Se presentiamo ricorso entro le 48 ore successive al ricovero, è conveniente
mandarne copia al Giudice Tutelare per attivarne l'azione di controllo. In caso
di risposta negativa, il ricoverato può presentare richiesta di revoca
direttamente al Tribunale, chiedendo al contempo la sospensione immediata del
TSO e delegando una persona di sua fiducia per rappresentarlo in giudizio
davanti al Tribunale.
2) Seppure non possiamo rifiutare le cure, abbiamo senzaltro
diritto di essere informati sulle terapie che ci sono somministrate e di poter
scegliere su un ventaglio di proposte diverse. In ogni caso, è conveniente, ove
le terapie somministrateci ci risultino particolarmente invasive, presentare al
responsabile del reparto una dichiarazione di diffida ai sanitari rispetto alla
somministrazione di terapie che si ritengano lesive, chiedendo che venga
inserita nella nostra cartella clinica.
3) Anche se ci viene fatto credere il contrario, il TSO non
giustifica la contenzione o la violenza fisica ai danni di chi vi è sottoposto.
L'uso della forza deve essere sempre legato alle esigenze terapeutiche e non
travalicare il rispetto della dignità e dell'integrità fisica della persona.
Non è quindi legalmente ammissibile l'uso punitivo della contenzione, le
violenze fisiche e verbali degli infermieri, l'essere legati per un periodo
superiore a quello necessario alla somministrazione di una terapia... Queste
situazioni vanno e possono essere denunciate alla magistratura.
4) Abbiamo diritto di comunicare con chi riteniamo
opportuno. In questo senso non è ammissibile una selezione da parte del
personale dei soggetti autorizzati a entrare in contatto con noi. Ciò è molto
importante perché gli operatori tendono a limitare l'accesso a coloro che
possono darci una mano a praticare i nostri diritti. In questo senso è
importante per coloro che sono a rischio di TSO rivolgersi alla sede di
telefono viola più vicina e sottoscrivere la Procura contro i trattamenti
psichiatrici coatti e l'elettroshock. La procura è un atto con il quale
affermiamo le nostre volontà rispetto alle cure psichiatriche e diamo mandato
ai soci del Telefono Viola di farle valere.

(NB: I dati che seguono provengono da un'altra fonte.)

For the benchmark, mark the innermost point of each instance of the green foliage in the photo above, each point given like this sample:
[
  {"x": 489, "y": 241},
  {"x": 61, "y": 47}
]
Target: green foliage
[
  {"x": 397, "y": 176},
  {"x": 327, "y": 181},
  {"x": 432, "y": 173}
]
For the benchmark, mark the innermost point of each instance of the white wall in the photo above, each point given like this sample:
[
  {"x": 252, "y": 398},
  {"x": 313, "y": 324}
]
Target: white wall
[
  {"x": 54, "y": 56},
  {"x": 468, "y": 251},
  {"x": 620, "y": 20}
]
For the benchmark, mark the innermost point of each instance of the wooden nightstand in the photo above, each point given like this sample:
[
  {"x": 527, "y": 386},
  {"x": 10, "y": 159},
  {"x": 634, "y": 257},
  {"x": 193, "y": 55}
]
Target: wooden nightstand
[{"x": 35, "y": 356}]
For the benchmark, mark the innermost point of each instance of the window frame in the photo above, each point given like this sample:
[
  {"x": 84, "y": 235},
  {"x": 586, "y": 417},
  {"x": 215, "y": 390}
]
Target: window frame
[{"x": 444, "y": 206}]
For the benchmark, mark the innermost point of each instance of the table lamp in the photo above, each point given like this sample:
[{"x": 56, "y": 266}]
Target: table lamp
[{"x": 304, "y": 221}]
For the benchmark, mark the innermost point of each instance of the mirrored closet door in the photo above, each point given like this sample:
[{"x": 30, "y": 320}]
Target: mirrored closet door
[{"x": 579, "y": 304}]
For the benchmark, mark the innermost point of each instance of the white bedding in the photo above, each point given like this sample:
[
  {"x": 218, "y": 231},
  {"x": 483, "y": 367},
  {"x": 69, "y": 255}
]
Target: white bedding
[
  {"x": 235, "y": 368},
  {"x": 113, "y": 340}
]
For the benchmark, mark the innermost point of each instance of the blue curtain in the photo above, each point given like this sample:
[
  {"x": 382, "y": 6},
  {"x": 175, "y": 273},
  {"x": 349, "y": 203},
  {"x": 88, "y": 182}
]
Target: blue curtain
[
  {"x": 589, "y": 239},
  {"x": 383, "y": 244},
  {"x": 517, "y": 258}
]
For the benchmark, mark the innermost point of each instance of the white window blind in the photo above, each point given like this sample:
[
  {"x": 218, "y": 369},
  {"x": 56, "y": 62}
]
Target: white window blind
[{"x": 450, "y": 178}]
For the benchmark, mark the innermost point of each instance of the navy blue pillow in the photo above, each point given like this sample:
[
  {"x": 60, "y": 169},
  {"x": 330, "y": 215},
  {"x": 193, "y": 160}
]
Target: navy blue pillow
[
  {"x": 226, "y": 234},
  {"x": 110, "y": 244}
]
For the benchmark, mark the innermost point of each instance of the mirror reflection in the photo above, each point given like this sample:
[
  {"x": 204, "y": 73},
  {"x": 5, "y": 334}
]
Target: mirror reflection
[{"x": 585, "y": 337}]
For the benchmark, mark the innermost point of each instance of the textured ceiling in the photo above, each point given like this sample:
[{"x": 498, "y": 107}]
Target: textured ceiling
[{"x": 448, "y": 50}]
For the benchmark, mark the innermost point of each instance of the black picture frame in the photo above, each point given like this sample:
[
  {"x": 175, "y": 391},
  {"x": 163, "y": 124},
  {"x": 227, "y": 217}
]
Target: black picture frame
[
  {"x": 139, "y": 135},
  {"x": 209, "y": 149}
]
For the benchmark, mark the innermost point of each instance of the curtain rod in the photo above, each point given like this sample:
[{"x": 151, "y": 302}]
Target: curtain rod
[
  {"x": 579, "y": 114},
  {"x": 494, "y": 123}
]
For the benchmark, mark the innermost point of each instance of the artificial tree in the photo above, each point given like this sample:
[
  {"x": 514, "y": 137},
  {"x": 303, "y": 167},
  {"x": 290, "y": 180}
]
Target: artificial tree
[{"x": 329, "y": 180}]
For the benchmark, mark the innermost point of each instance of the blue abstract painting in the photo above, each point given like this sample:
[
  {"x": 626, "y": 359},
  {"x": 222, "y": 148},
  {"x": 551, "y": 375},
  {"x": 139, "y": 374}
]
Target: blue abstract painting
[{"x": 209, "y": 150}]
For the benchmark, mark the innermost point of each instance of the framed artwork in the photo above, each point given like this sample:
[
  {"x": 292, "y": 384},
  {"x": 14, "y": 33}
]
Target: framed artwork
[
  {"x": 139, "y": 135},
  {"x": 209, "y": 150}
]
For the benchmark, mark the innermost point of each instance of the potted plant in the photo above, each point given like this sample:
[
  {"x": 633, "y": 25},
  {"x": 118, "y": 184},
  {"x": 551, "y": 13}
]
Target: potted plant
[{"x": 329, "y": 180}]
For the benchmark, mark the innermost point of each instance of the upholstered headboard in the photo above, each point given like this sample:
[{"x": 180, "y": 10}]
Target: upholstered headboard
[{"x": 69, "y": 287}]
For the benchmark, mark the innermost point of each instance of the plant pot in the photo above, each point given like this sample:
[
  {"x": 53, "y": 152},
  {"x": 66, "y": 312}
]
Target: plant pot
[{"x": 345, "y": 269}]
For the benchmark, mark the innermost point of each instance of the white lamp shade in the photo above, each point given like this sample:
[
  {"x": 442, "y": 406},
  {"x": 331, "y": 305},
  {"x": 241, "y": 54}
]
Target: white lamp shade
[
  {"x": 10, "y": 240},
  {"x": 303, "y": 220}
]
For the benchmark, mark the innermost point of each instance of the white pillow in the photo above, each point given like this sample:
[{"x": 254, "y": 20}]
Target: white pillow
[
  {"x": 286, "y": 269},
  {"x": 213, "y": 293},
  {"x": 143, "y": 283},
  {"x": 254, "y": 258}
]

Il TSO, come abbiamo detto, ha la durata di 7 giorni. Alla
scadenza il responsabile del reparto deve comunicare al Sindaco se ritiene
necessario prorogare il trattamento obbligatorio. In caso contrario la persona
viene dimessa, oppure il suo ricovero viene trasformato in 'volontario'.
La proroga del TSO avviene attraverso tutti i passaggi di
cui abbiamo già parlato (ordinanza del sindaco, convalida del giudice
tutelare). Anche nel caso di proroga, va richiesta la notifica per evitare di
rimanere rinchiusi in reparto pur risultando formalmente volontari.
Aldilà di quello che ci lasciano a volte credere, nessuno
'firma' per la nostra scarcerazione, né è necessario che qualcuno ci accompagni
o si prenda la 'responsabilità' per noi. Chi viene ricoverato (o si ricovera)
in psichiatria non è una persona incapace e interdetta, per cui mantiene tutti
i diritti e doveri di qualsiasi altro utente della struttura sanitaria. Una
volta venuto meno il TSO, per scadenza dei termini, revoca o altro, possiamo chiedere
di essere dimessi in ogni momento e tale richiesta non può essere disattesa
senza integrare gli estremi di reato del sequestro di persona.